Does my Google Business Profile affect AI search recommendations?
Google’s AI Mode and Gemini do not have direct access to the Google Maps database. Your GBP categories, services, photos, and posts do not automatically feed into LLM recommendations. The web presence connected to your locations, your local landing pages, indexed content, and review snippets, is what AI systems actually retrieve. Keeping GBP updated still matters for traditional local search, but it is not sufficient for AI visibility on its own.
What is SOCi’s FACTS framework for AI search?
FACS stands for Freshness, Authority, Consistency, Trust, and Semantic Relevance. It is SOCi’s framework for structuring local search optimization in an era where AI-driven discovery is as important as traditional search engine rankings. Each element maps to a specific set of tactics, from regular content updates (Freshness) to review strategy (Trust) to persona-driven content depth (Semantic Relevance).
Are incentivized reviews a risk for my brand?
Yes, and the risk is increasing. Google has clarified its policy against incentivized reviews and is using LLM-based detection to identify unnatural review clusters. Patterns like a sudden spike in detailed, positive reviews mentioning the same staff member over a short period are recognizable signals. Brands in YMYL categories (healthcare, financial services, childcare) face heightened scrutiny. The standard for a defensible review profile is authentic volume with natural distribution.
How do I help franchisees create content that captures long-tail AI search queries?
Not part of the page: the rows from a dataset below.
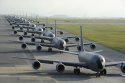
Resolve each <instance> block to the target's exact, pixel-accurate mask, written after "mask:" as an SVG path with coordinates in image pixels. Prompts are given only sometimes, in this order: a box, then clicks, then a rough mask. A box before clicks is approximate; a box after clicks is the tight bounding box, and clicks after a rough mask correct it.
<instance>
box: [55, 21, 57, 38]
mask: <svg viewBox="0 0 125 83" xmlns="http://www.w3.org/2000/svg"><path fill="white" fill-rule="evenodd" d="M55 37H57V35H56V20H55Z"/></svg>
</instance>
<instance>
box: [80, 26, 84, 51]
mask: <svg viewBox="0 0 125 83" xmlns="http://www.w3.org/2000/svg"><path fill="white" fill-rule="evenodd" d="M80 37H81V38H80V39H81V51H84V48H83V35H82V26H80Z"/></svg>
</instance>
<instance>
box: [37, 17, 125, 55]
mask: <svg viewBox="0 0 125 83" xmlns="http://www.w3.org/2000/svg"><path fill="white" fill-rule="evenodd" d="M54 20H55V18H51V19H48V22H54ZM56 20H57V24H58V25H57V26H58V28H61V29H64V30H66V31H68V32H70V33H73V34H75V35H79V34H80V31H79V29H80V28H79V27H80V25H83V32H84V36H85V37H86V38H87V39H89V40H92V41H95V42H97V43H100V44H103V45H105V46H107V47H110V48H112V49H115V50H118V51H121V52H124V53H125V24H120V23H125V19H58V18H56ZM39 21H45V18H44V19H43V18H40V19H39ZM61 23H63V24H61ZM67 23H68V24H67Z"/></svg>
Start with business-level clarity: identify the specific offerings, use cases, and customer personas most likely to drive conversion at each location. Build content around those personas across all available channels, local landing pages, social posts, Q&A sections, and blog content. The goal is not to target keyword lists. It is to answer the specific questions a customer in that persona would ask an AI assistant. Platforms like SOCi’s Genius Agents can help execute this at franchise scale.
Why are my search impressions dropping even though my conversion metrics look fine?
Impression declines for broad, generic queries are a structural shift in how search works, not a sign of declining brand health. AI Overviews and conversational AI search have reduced engagement with traditional local packs for non-specific queries. Brands that track direction requests, phone calls, and website visits from high-intent searches typically see stable or improving conversion rates even as raw impression counts fall. The metric that matters is qualified engagement, not total impressions.